Seung Yul Oh’s exhibition Bok features his recent Rain project, an online artwork realised in collaboration with Auckland interactive designer Jeff Nusz. On entering the gallery visitors are met with a video projection screening an empty grey field and an accompanying keyboard. Once the keystrokes are entered, Oh’s field becomes an absorbing game-like world where 3D shapes, animals, plants and other items randomly enter and move across the screen. Each of these actions is accompanied by absorbing game-like sounds and music composed by Berlin-based musician Luke Munn and Auckland composer Mike Newport.

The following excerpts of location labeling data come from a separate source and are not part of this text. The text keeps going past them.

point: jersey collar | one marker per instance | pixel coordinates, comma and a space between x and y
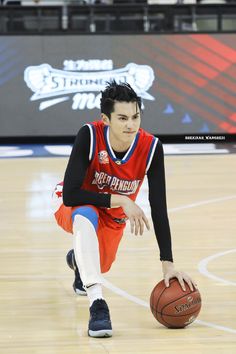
111, 152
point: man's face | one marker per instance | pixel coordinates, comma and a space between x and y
124, 123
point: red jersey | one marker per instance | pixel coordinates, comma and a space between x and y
108, 174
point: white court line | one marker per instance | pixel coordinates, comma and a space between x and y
202, 267
204, 202
138, 301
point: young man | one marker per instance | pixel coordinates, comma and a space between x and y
106, 168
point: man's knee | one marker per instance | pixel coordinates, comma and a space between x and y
88, 212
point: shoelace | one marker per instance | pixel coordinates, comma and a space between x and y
100, 311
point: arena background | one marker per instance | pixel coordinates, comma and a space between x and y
192, 90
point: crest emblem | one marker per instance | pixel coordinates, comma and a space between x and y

The title Bok is a Korean word that translates as luck or good energy. It stresses the highly visceral and kinaesthetic experience of liberally gliding hands over the keys which can be likened to our earliest simple interactions with childhood toys. Bok also has an onomatopoeic quality which recalls a child’s first attempt at speaking: “Bok!”.

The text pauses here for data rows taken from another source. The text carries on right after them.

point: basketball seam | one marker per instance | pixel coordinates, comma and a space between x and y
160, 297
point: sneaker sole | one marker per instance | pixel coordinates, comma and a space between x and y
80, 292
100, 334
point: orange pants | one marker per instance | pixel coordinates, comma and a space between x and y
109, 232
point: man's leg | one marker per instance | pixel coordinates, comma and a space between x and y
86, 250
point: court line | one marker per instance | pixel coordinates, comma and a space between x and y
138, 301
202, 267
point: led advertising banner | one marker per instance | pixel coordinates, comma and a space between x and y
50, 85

This is Oh’s first foray into working digitally and his recent sculptures have also explored the potential of direct interaction. His suite of sculptures entitled Oddooki, for instance, invited the audience to push and wobble large egg forms which through their cartoon-like appearance recall East Asian pop culture references which have greatly influenced Oh’s work to date.
Seung Yul Oh was born in 1981 in Seoul, Korea and is currently based in Auckland. He holds a Master of Fine Arts (2005) from Elam School of Fine Arts at The University of Auckland. Oh was the 2010 recipient of the Harriet Friedlander Residency and won the Waikato National Art Award in 2004. His solo exhibitions include Bogle Bogle, The Dowse Art Museum, Wellington (2009) and Oddooki, Te Papa, Wellington (2008 - 09). Oh is currently undertaking a residency in Seoul where he will be producing a solo exhibition at ggooll, an artist run project space founded and managed by the influential Korean artist Choi Jeong Hwa. He is represented by Starkwhite, Auckland.
Rain was commissioned by Screens, an online gallery for art interactives which receives substantial support from Creative New Zealand. Rain is also viewable at their website.